AEM Headless SPA deployments

AEM Headless single-page app (SPA) deployments involve JavaScript-based applications built using frameworks such as React or Vue, that consume and interact with content in AEM in a headless manner.

Deploying a SPA that interacts AEM in a headless manner involves hosting the SPA and making it accessible via a web browser.

Host the SPA

A SPA is comprised of a collection of native web resources: HTML, CSS, and JavaScript. These resources are generated during the build process (for example, npm run build) and deployed to a host for consumption by end users.

There are various hosting options depending upon your organization’s requirements:

Cloud providers such as Azure or AWS.
On premise hosting in a corporate data center
Front-end hosting platforms such as AWS Amplify, Azure App Service, Netlify, Heroku, Vercel, etc.

Deployment configurations

The main consideration when hosting a SPA that interacts with AEM headless, is if the SPA is accessed via AEM’s domain (or host), or on a different domain. The reason is SPAs are web applications running in web browsers, and thus are subject to web browsers security policies.

Shared domain

A SPA and AEM share domains when both are access by end users from the same domain. For example:

AEM is accessed via: https://wknd.site/
SPA is accessed via https://wknd.site/spa

Since both AEM and the SPA are accessed from the same domain, web browsers allow the SPA to make XHR to AEM Headless endpoints without the need for CORS, and allow the sharing of HTTP cookies (such as AEM’s login-token cookie).

How SPA and AEM traffic is routed on the shared domain, is up to you: CDN with multiple origins, HTTP server with reverse proxy, hosting the SPA directly in AEM, and so on.

Below are deployment configurations required for SPA production deployments, when hosted on the same domain as AEM.

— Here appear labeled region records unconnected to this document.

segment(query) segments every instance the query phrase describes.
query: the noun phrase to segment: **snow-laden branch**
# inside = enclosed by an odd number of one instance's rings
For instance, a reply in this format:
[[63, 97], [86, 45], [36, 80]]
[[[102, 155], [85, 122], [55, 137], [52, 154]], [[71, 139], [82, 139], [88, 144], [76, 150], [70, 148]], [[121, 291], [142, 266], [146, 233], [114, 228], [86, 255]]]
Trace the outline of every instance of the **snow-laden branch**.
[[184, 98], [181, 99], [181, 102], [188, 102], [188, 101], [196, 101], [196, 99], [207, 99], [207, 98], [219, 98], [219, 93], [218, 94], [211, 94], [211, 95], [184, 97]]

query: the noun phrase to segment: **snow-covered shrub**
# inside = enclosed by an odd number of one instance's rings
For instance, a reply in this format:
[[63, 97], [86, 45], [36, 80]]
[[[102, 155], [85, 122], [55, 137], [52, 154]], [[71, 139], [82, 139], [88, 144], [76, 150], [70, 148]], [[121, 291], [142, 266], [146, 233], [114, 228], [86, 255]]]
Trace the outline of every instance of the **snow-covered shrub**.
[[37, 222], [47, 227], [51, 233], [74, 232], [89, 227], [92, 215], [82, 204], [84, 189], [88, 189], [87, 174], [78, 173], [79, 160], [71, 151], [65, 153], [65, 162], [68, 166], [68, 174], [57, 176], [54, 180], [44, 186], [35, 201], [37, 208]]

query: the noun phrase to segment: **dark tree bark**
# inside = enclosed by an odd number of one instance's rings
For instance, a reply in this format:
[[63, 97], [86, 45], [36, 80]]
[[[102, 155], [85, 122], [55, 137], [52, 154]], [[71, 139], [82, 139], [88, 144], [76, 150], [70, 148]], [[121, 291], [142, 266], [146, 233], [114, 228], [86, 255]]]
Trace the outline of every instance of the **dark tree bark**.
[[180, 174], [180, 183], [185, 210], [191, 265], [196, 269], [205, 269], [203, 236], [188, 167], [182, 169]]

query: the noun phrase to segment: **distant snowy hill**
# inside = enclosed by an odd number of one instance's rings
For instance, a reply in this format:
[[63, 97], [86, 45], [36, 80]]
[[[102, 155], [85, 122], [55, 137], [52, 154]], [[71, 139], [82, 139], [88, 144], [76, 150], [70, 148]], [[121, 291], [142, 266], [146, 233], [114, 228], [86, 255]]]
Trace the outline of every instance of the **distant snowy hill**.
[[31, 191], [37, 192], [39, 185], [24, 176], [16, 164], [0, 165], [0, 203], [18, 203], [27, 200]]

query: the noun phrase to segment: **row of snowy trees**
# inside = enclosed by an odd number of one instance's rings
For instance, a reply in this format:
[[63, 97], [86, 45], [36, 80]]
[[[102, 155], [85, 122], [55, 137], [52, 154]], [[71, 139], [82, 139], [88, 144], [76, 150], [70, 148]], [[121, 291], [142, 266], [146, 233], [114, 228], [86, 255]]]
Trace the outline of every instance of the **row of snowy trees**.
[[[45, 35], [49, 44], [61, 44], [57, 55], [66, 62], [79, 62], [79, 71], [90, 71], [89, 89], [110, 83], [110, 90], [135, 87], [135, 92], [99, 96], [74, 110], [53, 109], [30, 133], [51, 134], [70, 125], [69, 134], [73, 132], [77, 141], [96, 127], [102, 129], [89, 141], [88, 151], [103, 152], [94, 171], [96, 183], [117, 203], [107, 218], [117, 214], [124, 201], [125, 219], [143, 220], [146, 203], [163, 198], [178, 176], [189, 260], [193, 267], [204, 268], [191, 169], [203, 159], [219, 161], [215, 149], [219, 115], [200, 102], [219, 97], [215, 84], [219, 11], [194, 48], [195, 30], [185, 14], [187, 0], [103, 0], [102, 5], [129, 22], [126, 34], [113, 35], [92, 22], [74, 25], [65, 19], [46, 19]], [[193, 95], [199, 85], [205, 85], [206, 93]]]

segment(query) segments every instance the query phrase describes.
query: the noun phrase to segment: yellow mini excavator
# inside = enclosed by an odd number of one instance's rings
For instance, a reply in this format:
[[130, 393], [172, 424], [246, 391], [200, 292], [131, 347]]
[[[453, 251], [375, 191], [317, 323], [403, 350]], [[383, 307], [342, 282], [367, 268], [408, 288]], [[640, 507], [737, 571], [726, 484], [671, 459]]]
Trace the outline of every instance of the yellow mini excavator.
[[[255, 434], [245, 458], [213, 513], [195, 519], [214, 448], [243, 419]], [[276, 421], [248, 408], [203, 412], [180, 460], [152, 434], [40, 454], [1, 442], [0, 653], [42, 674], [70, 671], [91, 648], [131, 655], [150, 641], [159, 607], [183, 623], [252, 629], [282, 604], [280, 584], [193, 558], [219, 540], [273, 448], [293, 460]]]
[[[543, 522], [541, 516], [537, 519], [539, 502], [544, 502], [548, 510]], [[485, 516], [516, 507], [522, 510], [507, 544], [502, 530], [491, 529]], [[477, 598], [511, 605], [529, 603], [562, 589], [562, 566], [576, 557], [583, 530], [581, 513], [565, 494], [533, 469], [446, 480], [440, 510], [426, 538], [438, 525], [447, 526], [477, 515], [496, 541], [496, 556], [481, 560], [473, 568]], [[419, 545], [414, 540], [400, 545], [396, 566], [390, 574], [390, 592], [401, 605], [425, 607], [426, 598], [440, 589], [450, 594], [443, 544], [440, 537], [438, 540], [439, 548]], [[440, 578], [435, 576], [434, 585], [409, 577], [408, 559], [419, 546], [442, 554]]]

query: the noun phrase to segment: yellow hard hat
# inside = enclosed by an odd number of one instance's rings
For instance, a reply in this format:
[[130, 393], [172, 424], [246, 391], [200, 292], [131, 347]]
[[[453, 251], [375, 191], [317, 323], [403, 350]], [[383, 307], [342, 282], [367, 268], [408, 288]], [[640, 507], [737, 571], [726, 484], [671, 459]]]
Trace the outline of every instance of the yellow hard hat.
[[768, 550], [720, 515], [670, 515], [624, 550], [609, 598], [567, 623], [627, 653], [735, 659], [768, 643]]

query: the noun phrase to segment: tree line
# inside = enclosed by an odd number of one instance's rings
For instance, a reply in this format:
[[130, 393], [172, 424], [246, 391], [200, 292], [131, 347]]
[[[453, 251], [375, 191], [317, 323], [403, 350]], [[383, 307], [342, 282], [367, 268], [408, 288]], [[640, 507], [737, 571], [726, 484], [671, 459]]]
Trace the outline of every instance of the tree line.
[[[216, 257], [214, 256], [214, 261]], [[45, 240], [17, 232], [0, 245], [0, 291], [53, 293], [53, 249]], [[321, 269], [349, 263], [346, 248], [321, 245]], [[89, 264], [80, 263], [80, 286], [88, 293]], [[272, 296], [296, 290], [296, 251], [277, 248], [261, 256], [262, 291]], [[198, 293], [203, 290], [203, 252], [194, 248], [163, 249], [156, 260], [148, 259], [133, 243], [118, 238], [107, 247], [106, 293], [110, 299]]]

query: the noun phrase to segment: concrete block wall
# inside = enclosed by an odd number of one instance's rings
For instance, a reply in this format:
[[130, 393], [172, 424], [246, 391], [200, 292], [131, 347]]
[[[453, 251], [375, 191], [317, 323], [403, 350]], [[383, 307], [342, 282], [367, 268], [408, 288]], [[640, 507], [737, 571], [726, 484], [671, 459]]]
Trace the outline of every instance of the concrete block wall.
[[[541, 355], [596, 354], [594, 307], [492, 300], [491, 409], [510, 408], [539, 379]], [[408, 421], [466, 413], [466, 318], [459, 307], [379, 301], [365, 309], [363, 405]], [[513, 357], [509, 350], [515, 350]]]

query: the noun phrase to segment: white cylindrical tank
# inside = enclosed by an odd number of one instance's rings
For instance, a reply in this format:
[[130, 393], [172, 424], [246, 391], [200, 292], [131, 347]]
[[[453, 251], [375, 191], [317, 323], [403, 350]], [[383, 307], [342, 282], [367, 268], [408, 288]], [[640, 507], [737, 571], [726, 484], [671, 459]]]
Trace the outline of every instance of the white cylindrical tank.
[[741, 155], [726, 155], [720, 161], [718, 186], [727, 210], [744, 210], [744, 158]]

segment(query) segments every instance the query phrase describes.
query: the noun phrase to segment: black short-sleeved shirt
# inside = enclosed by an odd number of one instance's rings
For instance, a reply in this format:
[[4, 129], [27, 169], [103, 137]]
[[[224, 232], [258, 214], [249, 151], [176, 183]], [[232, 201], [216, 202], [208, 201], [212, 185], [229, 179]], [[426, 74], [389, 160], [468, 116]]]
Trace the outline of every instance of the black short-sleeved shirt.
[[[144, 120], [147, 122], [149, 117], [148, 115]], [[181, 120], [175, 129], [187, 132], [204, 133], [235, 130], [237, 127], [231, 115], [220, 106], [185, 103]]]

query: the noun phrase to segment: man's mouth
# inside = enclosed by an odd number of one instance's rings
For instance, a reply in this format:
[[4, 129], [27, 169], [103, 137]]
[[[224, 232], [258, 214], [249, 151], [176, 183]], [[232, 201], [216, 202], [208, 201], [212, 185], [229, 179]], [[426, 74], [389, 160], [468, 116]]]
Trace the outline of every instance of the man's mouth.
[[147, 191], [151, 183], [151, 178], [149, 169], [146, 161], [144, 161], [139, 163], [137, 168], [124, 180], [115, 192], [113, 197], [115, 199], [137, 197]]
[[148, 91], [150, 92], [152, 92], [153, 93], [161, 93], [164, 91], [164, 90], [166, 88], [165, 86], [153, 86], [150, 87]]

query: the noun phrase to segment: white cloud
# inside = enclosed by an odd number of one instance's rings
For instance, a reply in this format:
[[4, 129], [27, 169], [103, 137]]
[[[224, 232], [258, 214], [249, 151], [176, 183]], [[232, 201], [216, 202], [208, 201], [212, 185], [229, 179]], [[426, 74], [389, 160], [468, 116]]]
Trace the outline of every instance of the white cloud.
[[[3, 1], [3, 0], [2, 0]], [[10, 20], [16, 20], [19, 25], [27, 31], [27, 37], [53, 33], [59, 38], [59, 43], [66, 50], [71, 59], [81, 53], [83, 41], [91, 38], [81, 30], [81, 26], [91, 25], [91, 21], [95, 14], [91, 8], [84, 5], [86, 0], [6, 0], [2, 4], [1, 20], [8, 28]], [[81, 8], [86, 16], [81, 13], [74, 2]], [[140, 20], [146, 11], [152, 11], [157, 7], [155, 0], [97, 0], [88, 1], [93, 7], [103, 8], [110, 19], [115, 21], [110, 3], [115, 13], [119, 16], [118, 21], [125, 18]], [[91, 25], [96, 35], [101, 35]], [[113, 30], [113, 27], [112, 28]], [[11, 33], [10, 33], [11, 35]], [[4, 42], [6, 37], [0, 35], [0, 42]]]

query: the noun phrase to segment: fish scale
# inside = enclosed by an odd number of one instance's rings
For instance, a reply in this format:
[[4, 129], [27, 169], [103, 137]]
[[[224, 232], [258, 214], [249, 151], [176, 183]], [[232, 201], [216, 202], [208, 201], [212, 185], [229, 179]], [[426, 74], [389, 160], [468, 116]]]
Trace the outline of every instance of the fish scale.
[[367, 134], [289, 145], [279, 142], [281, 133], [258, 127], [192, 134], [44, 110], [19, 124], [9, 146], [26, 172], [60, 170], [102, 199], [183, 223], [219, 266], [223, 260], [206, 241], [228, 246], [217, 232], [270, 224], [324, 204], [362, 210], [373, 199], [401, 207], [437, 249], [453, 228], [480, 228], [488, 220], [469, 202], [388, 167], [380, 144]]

SPA connects to	AEM Author	AEM Publish	AEM Preview
Dispatcher filters	✘	✔	✔
Cross-origin resource sharing (CORS)	✘	✘	✘
AEM hosts	✘	✘	✘

Different domains

A SPA and AEM have different domains when they are accessed by end users from the different domain. For example:

AEM is accessed via: https://wknd.site/
SPA is accessed via https://wknd-app.site/

Since AEM and the SPA are accessed from different domains, web browsers enforce security policies such as cross-origin resource sharing (CORS), and prevent sharing HTTP cookies (such as AEM’s login-token cookie).

Below are deployment configurations required for SPA production deployments, when hosted on a different domain than AEM.

SPA connects to	AEM Author	AEM Publish	AEM Preview
Dispatcher filters	✘	✔	✔
Cross-origin resource sharing (CORS)	✔	✔	✔
AEM hosts	✔	✔	✔

Example SPA deployment on different domains

In this example, the SPA is deployed to a Netlify domain (https://main--sparkly-marzipan-b20bf8.netlify.app/) and the SPA consumes AEM GraphQL APIs from the AEM Publish domain (https://publish-p65804-e666805.adobeaemcloud.com). The below screenshots highlight the CORS requirement.

The SPA is served from a Netlify domain, but makes an XHR call to AEM GraphQL APIs on a different domain. This cross-site request requires CORS to be set up on AEM to allow request from the Netlify domain to access its content.
Inspecting the XHR request to the AEM GraphQL API, the Access-Control-Allow-Origin is present, indicating to the web browser that AEM allows request from this Netlify domain to access its content.

If the AEM CORS was missing or did not include the Netlify domain, the web browser would fail the XHR request, and report a CORS error.